Selasa 31 Oct 2017 06:19 WIB

SBY Minta Penerapan UU Ormas Ditunda

Rep: Umar Mukhtar, Fauziah Mursid/ Red: Elba Damhuri
Ketua Umum Partai Demokrat Susilo Bambang Yudhoyono didampingi Sekjen Demokrat Hinca Panjaitan dan pengurus Partai Demokrat memberikan pengantar sebelum melakukan rapat terkait revisi UU Ormas di DPP Partai Demokrat, Jakarta, Senin (30/10).
Foto: Republika/Prayogi
Ketua Umum Partai Demokrat Susilo Bambang Yudhoyono didampingi Sekjen Demokrat Hinca Panjaitan dan pengurus Partai Demokrat memberikan pengantar sebelum melakukan rapat terkait revisi UU Ormas di DPP Partai Demokrat, Jakarta, Senin (30/10).

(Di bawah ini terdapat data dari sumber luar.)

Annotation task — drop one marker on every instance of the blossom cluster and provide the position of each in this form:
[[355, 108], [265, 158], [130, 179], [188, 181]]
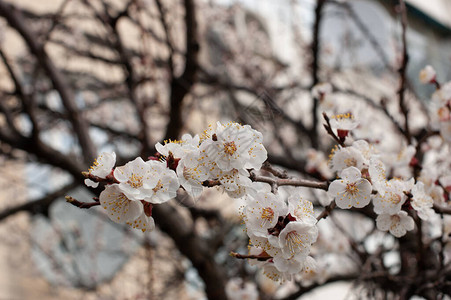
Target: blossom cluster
[[223, 154], [281, 233]]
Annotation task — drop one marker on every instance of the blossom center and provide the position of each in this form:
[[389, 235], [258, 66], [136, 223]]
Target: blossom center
[[188, 173], [293, 242], [135, 181], [352, 189], [230, 148], [94, 165], [158, 187], [351, 162], [395, 219], [267, 214], [394, 198]]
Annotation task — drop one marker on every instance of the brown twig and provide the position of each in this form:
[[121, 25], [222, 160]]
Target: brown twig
[[246, 256], [331, 132], [80, 204], [402, 70], [326, 211]]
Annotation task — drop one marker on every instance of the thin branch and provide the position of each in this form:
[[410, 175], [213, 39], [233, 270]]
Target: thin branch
[[79, 204], [402, 70], [16, 20]]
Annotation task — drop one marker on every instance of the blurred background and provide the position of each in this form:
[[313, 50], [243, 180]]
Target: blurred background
[[79, 77]]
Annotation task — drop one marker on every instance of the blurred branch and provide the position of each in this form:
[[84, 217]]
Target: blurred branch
[[181, 86], [40, 205], [402, 70], [315, 67], [16, 20]]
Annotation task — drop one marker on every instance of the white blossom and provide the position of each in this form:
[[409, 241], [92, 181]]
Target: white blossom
[[351, 190], [143, 222], [300, 208], [120, 209], [166, 186], [378, 175], [296, 239], [344, 122], [391, 201], [191, 173], [421, 201], [233, 146], [179, 148], [262, 212], [398, 224], [342, 158], [136, 179]]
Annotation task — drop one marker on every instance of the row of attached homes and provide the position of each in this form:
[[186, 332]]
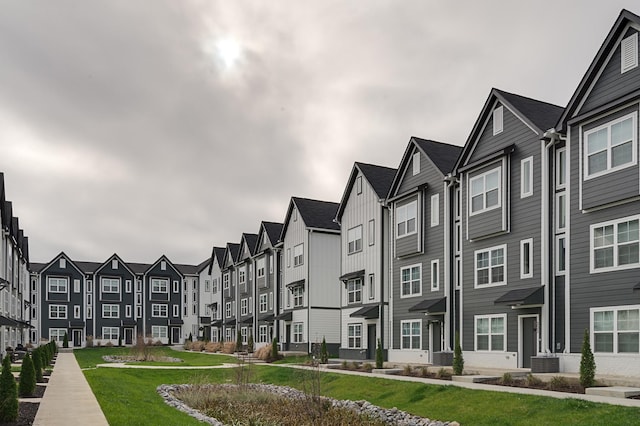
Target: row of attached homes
[[517, 241]]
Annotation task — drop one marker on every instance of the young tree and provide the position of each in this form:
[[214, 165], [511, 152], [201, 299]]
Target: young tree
[[379, 355], [27, 377], [587, 363], [458, 360], [8, 393]]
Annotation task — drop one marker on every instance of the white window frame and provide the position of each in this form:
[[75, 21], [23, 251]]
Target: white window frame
[[411, 335], [402, 217], [435, 275], [491, 283], [629, 53], [483, 176], [528, 258], [411, 281], [354, 291], [609, 169], [615, 331], [110, 311], [354, 336], [490, 334], [354, 240], [526, 173], [615, 245], [435, 210], [498, 120], [57, 311]]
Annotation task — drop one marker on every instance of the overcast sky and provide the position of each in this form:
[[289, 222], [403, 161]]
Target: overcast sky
[[166, 127]]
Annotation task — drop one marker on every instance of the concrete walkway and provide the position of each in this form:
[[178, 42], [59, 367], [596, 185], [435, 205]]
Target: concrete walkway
[[68, 399]]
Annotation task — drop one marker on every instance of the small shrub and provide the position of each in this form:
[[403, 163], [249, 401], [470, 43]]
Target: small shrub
[[379, 355], [587, 363], [458, 360], [27, 377], [506, 379], [8, 393]]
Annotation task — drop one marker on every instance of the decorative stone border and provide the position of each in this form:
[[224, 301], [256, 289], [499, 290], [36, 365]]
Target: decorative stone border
[[390, 417]]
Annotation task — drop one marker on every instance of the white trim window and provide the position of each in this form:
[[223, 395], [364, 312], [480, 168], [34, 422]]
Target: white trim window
[[159, 285], [354, 291], [615, 245], [110, 333], [298, 255], [57, 284], [298, 332], [526, 177], [490, 266], [526, 258], [263, 303], [435, 275], [110, 285], [498, 120], [110, 311], [411, 334], [57, 311], [354, 336], [610, 147], [406, 219], [490, 332], [159, 332], [354, 239], [435, 210], [616, 329], [411, 281], [159, 310], [485, 191]]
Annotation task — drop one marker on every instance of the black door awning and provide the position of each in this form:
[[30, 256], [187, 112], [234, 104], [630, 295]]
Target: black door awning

REPUBLIKA.CO.ID, JAKARTA – Ketua Umum Partai Demokrat Susilo Bambang Yudhoyono kembali angkat bicara soal perlunya revisi UU Ormas yang baru saja disahkan DPR. SBY, sapaan Yudhoyono, mendesak agar beleid tersebut ditunda pelaksanaannya sehubungan masih mengandung pasal-pasal inkonstitusional.

"Kalau langsung diberlakukan sebagai UU dan tanpa dilakukan revisi perbaikan dan penyempurnaan, paradigma dan substansi UU tersebut ada yang tidak tepat, tidak adil, dan tidak sesuai jiwa konstitusi kita, UUD 1945. Meskipun substansi sebagian perppu tepat dan memang diperlukan," ujar SBY saat pidato di kantor DPP Partai Demokrat, Jakarta Pusat, Senin (30/10).

Ia mengatakan, adalah hak negara mengatur apa yang boleh atau tak boleh dilakukan ormas-ormas di Indonesia. Kendati demikian, aturan itu juga harus diterapkan secara relevan dan kontekstual.

Sementara dalam UU Ormas, menurut SBY, ada sejumlah hal yang bertentangan dengan konstitusi dan prinsip hukum di Indonesia. "Tidak boleh dalam menetapkan ormas A atau ormas B bertentangan dengan Pancasila secara sepihak, apalagi kalau sifatnya politis bukan hukum atau legal," kata SBY merujuk aturan dalam UU Ormas yang menghilangkan pertimbangan pengadilan terkait sanksi ormas.

Ia juga mengkritisi tingkat ancaman hukuman dan siapa yang patut menerima hukuman tersebut dalam UU Ormas. SBY meminta agar saksi atau hukuman itu tidak boleh melampaui batas dan tidak adil seperti yang tercantum dalam UU Ormas saat ini.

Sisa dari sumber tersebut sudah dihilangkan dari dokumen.